Dear Reader,
Have you ever reacted to a situation in a way that surprised you?
Maybe you shut down when you wanted to speak.
Or felt overwhelmed by emotions that seemed out of proportion.
That’s because your body remembers—long before your mind can make sense of it.
🔹 Trauma research by Bessel van der Kolk (2014) shows that the nervous system stores past experiences as patterns of safety or threat.
If you grew up in unpredictability, criticism, or emotional disconnection, your body may default to:
• Hypervigilance (always on guard, scanning for danger)
• Shutdown (numbing out, feeling disconnected)
• People-pleasing (fawning to stay safe)
I want to tell you about Maya.
Maya came to me feeling trapped in a pattern she couldn’t break. She was highly successful on paper—a job she worked hard for, relationships that seemed fine, a structured life.
But every time she needed to express her feelings, something inside her locked up.
It didn’t matter if it was at work, with friends, or with her partner. She would hesitate, swallow her words, and later, berate herself for staying silent.
“I just freeze,” she told me. “I want to speak, but it’s like my body won’t let me.”
She thought something was wrong with her. That she was weak.
But the truth was, her body was protecting her the only way it knew how.
See, Maya grew up in a home where emotions weren’t safe.
As a child, when she cried, she was told she was ‘too sensitive.’

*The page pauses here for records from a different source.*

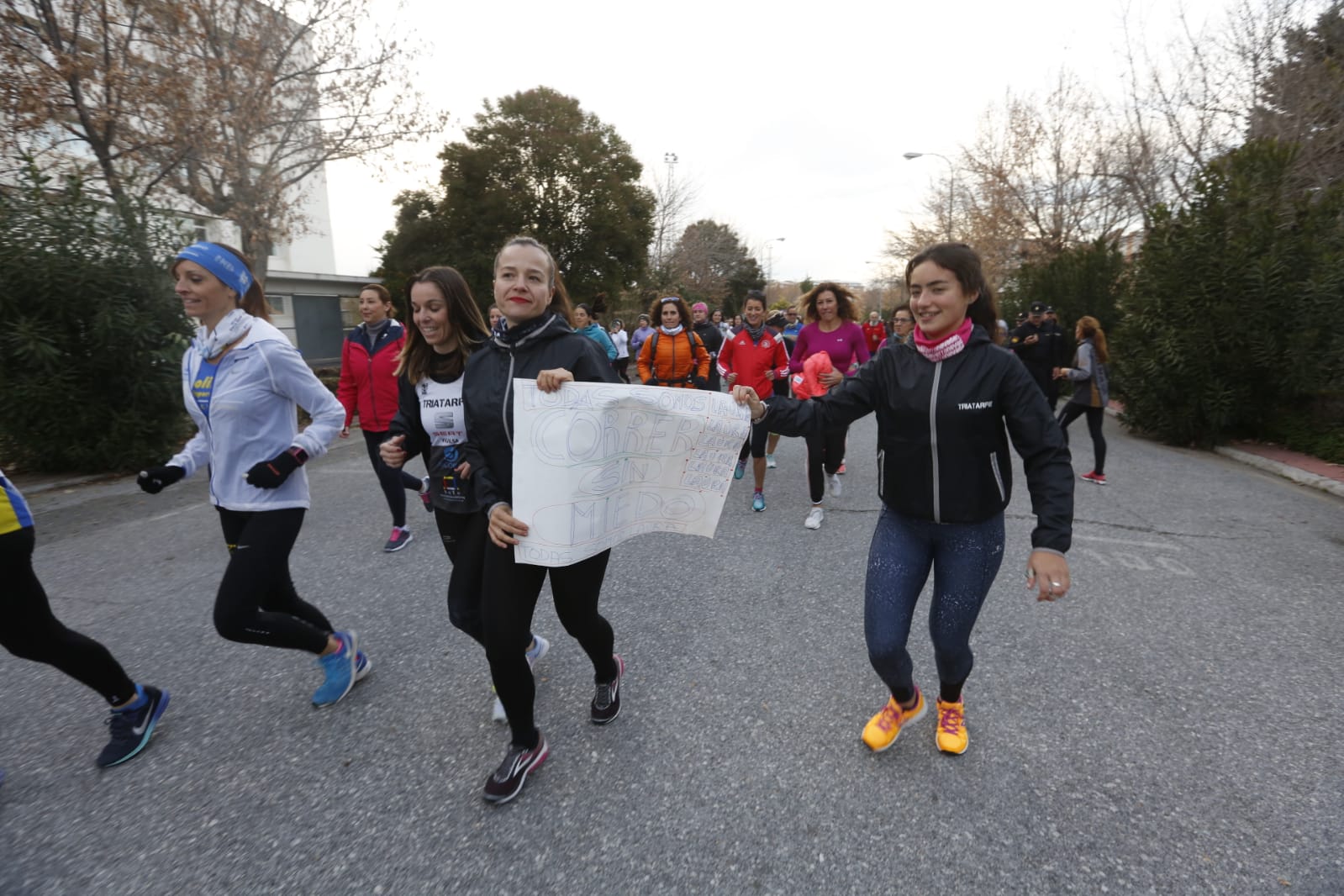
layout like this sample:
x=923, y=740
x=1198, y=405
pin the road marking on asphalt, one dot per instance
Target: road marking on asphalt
x=1166, y=546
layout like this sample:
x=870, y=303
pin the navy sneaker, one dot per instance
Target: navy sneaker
x=398, y=539
x=511, y=775
x=339, y=669
x=606, y=702
x=130, y=729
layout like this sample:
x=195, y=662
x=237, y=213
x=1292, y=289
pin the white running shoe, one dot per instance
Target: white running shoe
x=836, y=488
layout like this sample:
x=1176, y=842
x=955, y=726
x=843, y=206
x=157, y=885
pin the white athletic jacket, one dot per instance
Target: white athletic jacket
x=253, y=418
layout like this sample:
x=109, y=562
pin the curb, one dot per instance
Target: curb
x=1277, y=467
x=1290, y=473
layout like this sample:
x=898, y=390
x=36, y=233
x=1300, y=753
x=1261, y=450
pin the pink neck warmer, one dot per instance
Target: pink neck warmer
x=945, y=347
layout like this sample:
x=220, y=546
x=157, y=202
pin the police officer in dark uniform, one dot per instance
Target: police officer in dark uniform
x=1038, y=344
x=713, y=339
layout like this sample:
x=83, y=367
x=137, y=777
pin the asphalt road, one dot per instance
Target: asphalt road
x=1167, y=729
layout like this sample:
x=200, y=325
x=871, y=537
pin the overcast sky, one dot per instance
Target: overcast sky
x=789, y=120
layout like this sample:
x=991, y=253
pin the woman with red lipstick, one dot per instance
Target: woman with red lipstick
x=368, y=386
x=944, y=403
x=536, y=341
x=830, y=310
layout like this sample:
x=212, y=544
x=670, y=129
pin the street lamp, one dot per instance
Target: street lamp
x=769, y=258
x=951, y=184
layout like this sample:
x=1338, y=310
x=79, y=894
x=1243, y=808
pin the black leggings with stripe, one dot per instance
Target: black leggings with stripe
x=257, y=602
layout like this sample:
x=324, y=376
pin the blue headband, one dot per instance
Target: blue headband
x=222, y=264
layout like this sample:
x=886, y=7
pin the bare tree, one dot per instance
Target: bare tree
x=673, y=200
x=230, y=103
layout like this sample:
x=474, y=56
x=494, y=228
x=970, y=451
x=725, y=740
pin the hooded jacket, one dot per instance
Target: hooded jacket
x=598, y=335
x=258, y=387
x=941, y=435
x=680, y=363
x=368, y=375
x=488, y=397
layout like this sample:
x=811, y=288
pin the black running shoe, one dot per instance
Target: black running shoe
x=511, y=775
x=606, y=702
x=130, y=729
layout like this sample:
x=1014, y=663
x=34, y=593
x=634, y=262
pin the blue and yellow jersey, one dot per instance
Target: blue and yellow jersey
x=13, y=511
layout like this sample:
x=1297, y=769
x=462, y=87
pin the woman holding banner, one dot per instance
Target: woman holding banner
x=536, y=341
x=448, y=328
x=946, y=406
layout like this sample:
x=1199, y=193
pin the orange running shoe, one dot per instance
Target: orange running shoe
x=951, y=727
x=882, y=730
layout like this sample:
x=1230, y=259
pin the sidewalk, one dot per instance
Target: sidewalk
x=1294, y=466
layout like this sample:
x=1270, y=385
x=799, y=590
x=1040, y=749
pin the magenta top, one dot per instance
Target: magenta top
x=844, y=344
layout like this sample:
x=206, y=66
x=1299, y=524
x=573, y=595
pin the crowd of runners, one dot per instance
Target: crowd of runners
x=949, y=386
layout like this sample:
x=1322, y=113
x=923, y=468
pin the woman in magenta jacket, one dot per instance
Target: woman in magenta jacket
x=368, y=387
x=830, y=310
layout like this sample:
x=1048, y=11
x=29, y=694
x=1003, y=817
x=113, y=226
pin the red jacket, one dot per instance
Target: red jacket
x=874, y=334
x=368, y=377
x=753, y=361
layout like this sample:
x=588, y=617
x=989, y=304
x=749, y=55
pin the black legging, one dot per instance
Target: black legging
x=511, y=592
x=31, y=631
x=1094, y=418
x=395, y=482
x=466, y=538
x=825, y=451
x=257, y=602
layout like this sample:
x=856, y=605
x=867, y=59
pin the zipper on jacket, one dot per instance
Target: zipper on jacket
x=933, y=441
x=372, y=394
x=882, y=467
x=509, y=384
x=999, y=480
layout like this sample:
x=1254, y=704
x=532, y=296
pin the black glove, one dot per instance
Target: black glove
x=271, y=474
x=157, y=478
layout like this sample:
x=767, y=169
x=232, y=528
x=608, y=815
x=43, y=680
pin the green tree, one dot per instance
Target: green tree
x=90, y=354
x=1303, y=97
x=711, y=265
x=1231, y=314
x=535, y=164
x=1082, y=280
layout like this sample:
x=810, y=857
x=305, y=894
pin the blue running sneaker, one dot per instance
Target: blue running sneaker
x=540, y=646
x=132, y=727
x=339, y=669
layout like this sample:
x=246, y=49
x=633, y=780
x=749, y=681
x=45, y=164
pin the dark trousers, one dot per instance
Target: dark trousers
x=257, y=602
x=31, y=631
x=466, y=538
x=1094, y=419
x=825, y=451
x=511, y=593
x=394, y=482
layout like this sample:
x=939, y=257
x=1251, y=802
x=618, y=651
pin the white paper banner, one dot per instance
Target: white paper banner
x=596, y=464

When she got angry, she was met with cold withdrawal.
When she needed comfort, she learned not to ask.
Her nervous system adapted.
Silence became safer than expression.
Numbing became safer than feeling.
Pleasing became safer than being authentic.
And now, even in her adult life—where she was safe—her body hadn’t yet learned that.
Healing isn’t about fixing yourself—it’s about reconnecting with safety inside.
One day, after weeks of work, something shifted.
During one of our sessions, Maya placed her hand on her chest.
She took a slow breath.
And for the first time, instead of fighting the freeze, she did something different.
She sighed. A long, deep, exhale.
Her shoulders dropped.
Her body softened.
And as tears welled in her eyes, she whispered:
“I think… I’m safe.”
It was just a moment. But it was the beginning of everything.
Because your nervous system can learn safety again—but not through force.
It needs small, consistent signals that tell it:
🌀 “I am safe. I am home in my body.”
Try this today:
1. Place your hand on your chest and take a deep breath.
2. Gently hum or exhale with a sigh (this stimulates the vagus nerve).
3. Say to yourself: “I am safe. I am home in my body.”
Your body doesn’t heal through thoughts alone—it heals through experience.
And just like Maya, you can take the first step today.